Ação dos Estados permitiria cobrar alíquotas diferentes, o que é contra a lei atual

Foto: Isac Nóbrega/PRAndré Mendonça foi o segundo ministro indicado pelo presidente Jair Bolsonaro ao STF

O ministro do Supremo Tribunal Federal (STF) André Mendonça atendeu ao pedido do governo federal e concedeu liminar que suspende as decisões estaduais sobre o ICMS que incide sobre o óleo diesel. As novas regras haviam sido definidas pelo Conselho Nacional de Política Fazendária (Confaz) e entrariam em vigor em 1º de julho. A liminar ainda deve ser analisada no plenário do STF. Mendonça argumentou que duas cláusulas do convênio do Confaz violam os dispositivos constitucionais apontados pelo governo federal, como o da uniformidade entre os Estados, e que é necessário construir um consenso, para uma “solução perene e efetiva”. O ministro ainda solicitou informações ao Confaz, à Câmara dos Deputados e ao Senado Federal, com prazo de cinco dias, e deu o mesmo tempo para que a Advocacia-Geral da União (AGU) e a Procuradoria-Geral da República (PGR) se manifestem.
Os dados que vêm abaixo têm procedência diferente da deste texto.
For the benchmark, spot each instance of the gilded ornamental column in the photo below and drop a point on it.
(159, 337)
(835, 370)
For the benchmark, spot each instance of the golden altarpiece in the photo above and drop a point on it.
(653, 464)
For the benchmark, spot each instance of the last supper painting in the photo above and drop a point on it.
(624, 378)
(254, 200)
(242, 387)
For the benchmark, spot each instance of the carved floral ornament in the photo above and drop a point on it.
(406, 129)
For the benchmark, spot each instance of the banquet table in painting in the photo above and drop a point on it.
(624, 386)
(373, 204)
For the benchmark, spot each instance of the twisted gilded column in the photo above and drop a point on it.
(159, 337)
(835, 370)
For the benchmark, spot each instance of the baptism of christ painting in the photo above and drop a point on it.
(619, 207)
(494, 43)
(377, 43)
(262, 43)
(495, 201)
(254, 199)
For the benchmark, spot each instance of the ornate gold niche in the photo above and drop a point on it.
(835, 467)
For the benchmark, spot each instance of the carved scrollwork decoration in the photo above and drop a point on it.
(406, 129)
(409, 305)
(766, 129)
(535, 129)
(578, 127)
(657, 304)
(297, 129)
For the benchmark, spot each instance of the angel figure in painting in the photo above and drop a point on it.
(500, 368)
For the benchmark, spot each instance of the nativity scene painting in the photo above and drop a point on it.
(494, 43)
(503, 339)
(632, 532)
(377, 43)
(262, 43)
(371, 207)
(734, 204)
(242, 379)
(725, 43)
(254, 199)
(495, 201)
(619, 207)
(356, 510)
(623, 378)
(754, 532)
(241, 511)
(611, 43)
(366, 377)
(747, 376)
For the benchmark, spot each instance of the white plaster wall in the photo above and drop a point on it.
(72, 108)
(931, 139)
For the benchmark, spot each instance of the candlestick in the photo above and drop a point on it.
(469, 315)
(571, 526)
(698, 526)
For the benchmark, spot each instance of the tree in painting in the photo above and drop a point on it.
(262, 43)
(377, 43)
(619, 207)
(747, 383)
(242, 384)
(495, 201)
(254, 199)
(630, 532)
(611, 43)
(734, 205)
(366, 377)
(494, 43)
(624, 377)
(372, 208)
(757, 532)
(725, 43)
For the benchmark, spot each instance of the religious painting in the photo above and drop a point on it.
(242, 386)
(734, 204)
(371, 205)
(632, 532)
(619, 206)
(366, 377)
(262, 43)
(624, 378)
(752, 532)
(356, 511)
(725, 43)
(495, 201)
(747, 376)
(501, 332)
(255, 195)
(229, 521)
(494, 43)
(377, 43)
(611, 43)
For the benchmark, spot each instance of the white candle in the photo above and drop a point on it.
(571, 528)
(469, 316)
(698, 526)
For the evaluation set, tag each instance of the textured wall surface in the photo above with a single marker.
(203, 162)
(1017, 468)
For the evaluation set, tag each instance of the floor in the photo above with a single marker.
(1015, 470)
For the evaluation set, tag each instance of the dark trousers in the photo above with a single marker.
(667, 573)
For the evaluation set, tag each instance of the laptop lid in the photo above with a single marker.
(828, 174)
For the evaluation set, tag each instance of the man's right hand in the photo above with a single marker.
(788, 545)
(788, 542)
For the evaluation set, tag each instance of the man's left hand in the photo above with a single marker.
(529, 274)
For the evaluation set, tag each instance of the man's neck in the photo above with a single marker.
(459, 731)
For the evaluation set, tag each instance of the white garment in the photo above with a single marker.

O ICMS é um imposto estadual, mas em março de 2022, uma lei aprovada pelo Congresso e sancionada pelo presidente Jair Bolsonaro (PL) definiu que deverá haver uma alíquota única na taxa que incidir sobre o óleo diesel. Antes, a cobrança era feito a partir de um percentual e cada unidade federativa tinha autonomia para determinar qual seria. Agora, o valor deve ser fixo para todas, e houve acordo entre secretários da fazenda estaduais para que fosse de R$ 1,006 por litro do diesel S10, o tipo mais usado. A decisão do Confaz permitia que os Estados dessem descontos em busca dessa equalização tributária, o que alteraria a uniformidade. Por isso, a AGU questionou a decisão no STF.

“A forte assimetria das alíquotas de ICMS enseja problemas que vão muito além da integridade do federalismo fiscal brasileiro, onerando sobretudo o consumidor final, que acaba penalizado com o alto custo gerado por alíquotas excessivas para combustíveis —que são insumos essenciais, e, por isso, deveriam ser tratados com modicidade— e com a dificuldade no entendimento da composição do preço final desses produtos”, afirmou a AGU no pedido enviado STF.